Que tanto y tanto amor se pudra, oh dioses…
Que tanto y tanto amor se pudra, oh dioses;
que se pierda
tanto increíble amor.
Que nada quede, amigos,
de esos mares de amor,
de estas verduras pobres de las eras
que las vacas devoran
lamiendo el otro lado del césped,
lanzando a nuestros pastos
las manadas de hidras y langostas
de sus lenguas calientes.
Como si el verde pasto celestial,
el mismo océano, salado como arenque,
hirvieran.
Que tanto y tanto amor
y tanto vuelo entre unos cuerpos
al abordaje apenas de su lecho se desplome.

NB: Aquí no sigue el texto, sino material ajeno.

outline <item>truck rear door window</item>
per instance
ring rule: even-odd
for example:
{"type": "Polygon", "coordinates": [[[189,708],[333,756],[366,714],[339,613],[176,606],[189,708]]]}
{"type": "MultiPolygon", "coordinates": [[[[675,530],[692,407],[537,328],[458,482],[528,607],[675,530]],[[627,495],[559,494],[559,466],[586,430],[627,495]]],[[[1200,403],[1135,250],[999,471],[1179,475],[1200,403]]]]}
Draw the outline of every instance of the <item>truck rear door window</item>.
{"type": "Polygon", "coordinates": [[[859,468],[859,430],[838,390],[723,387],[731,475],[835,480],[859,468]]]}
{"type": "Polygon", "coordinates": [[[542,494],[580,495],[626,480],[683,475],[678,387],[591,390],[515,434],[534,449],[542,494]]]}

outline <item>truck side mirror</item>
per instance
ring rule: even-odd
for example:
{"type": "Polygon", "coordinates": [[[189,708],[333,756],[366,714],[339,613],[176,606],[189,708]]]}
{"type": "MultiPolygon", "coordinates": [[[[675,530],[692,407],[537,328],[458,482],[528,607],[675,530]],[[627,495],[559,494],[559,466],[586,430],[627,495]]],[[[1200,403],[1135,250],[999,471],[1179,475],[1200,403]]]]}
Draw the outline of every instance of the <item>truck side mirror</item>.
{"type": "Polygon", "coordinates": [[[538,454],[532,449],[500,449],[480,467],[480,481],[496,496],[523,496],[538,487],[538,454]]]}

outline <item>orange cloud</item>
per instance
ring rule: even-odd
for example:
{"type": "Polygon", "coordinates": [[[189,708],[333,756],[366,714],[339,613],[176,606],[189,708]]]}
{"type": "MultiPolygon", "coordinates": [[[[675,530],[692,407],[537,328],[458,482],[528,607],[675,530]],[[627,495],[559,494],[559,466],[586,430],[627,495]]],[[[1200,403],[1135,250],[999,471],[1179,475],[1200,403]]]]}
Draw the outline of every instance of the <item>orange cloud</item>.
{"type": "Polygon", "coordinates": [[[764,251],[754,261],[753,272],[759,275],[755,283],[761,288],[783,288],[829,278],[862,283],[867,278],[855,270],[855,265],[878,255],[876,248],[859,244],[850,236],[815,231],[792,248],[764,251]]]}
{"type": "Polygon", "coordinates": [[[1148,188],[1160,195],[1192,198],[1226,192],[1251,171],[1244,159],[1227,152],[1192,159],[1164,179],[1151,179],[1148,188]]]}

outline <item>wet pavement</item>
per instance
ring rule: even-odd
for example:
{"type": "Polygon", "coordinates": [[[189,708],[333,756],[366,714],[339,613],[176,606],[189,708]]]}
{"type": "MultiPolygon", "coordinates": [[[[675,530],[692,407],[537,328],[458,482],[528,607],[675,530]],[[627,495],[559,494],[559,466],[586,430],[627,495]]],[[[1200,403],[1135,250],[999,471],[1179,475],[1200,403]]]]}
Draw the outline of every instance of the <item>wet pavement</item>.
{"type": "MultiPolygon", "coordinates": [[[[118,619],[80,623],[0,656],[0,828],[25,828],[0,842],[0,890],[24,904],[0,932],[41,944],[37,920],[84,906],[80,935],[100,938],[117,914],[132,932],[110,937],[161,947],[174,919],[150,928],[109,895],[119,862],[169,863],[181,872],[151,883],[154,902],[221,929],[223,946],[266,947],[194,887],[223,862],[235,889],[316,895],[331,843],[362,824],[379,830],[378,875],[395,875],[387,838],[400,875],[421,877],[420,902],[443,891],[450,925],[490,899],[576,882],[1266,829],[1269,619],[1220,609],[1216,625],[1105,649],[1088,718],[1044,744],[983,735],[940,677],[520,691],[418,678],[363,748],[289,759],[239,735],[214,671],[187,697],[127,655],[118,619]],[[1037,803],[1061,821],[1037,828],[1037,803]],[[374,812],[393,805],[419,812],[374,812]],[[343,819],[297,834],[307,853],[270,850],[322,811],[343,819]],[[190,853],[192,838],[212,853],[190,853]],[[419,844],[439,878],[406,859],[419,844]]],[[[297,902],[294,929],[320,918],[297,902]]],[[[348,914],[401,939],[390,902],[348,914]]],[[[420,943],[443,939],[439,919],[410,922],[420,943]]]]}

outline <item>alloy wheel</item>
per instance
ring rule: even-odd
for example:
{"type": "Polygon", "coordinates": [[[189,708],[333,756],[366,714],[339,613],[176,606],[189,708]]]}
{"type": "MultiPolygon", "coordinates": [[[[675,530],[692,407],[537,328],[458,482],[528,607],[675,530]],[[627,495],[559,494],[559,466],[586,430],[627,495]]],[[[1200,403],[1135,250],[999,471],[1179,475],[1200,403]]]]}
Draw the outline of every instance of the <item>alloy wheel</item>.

Que una sola munición de estaño luminoso,
una bala pequeña,
un perdigón inocuo para un pato,
derrumbe al mismo tiempo todas las bandadas
y desgarre el cielo con sus plumas.
Que el oro mismo estalle sin motivo.
Que un amor capaz de convertir al sapo en rosa
se destroce.
Que tanto y tanto amor, una vez más, y tanto,
tanto imposible amor inexpresable,
nos vuelva tontos, monos sin sentido.
Que tanto amor queme sus naves
antes de llegar a tierra.
Es esto, dioses, poderosos amigos, perros,
niños, animales domésticos, señores,
lo que duele.
Vaca y niña
Los niños de las ciudades
conocen bien el mar,
mas no la tierra.
La niña que no había visto,
nunca, una vaca
se la encontró en el prado
y le gustó.
La vaca no sonreía
-está contra sus costumbres-.
La niña se le acercó, pasos menudos,
como a una fuente materna
de leche y miel y cebada.
La vaca a su vez,
rumiando dulce pastura,
miró a la pequeña triste,
como a un becerro perdido,
y la saludó contenta:
la cola en alta alegría,
látigo amable
que festejaban las moscas.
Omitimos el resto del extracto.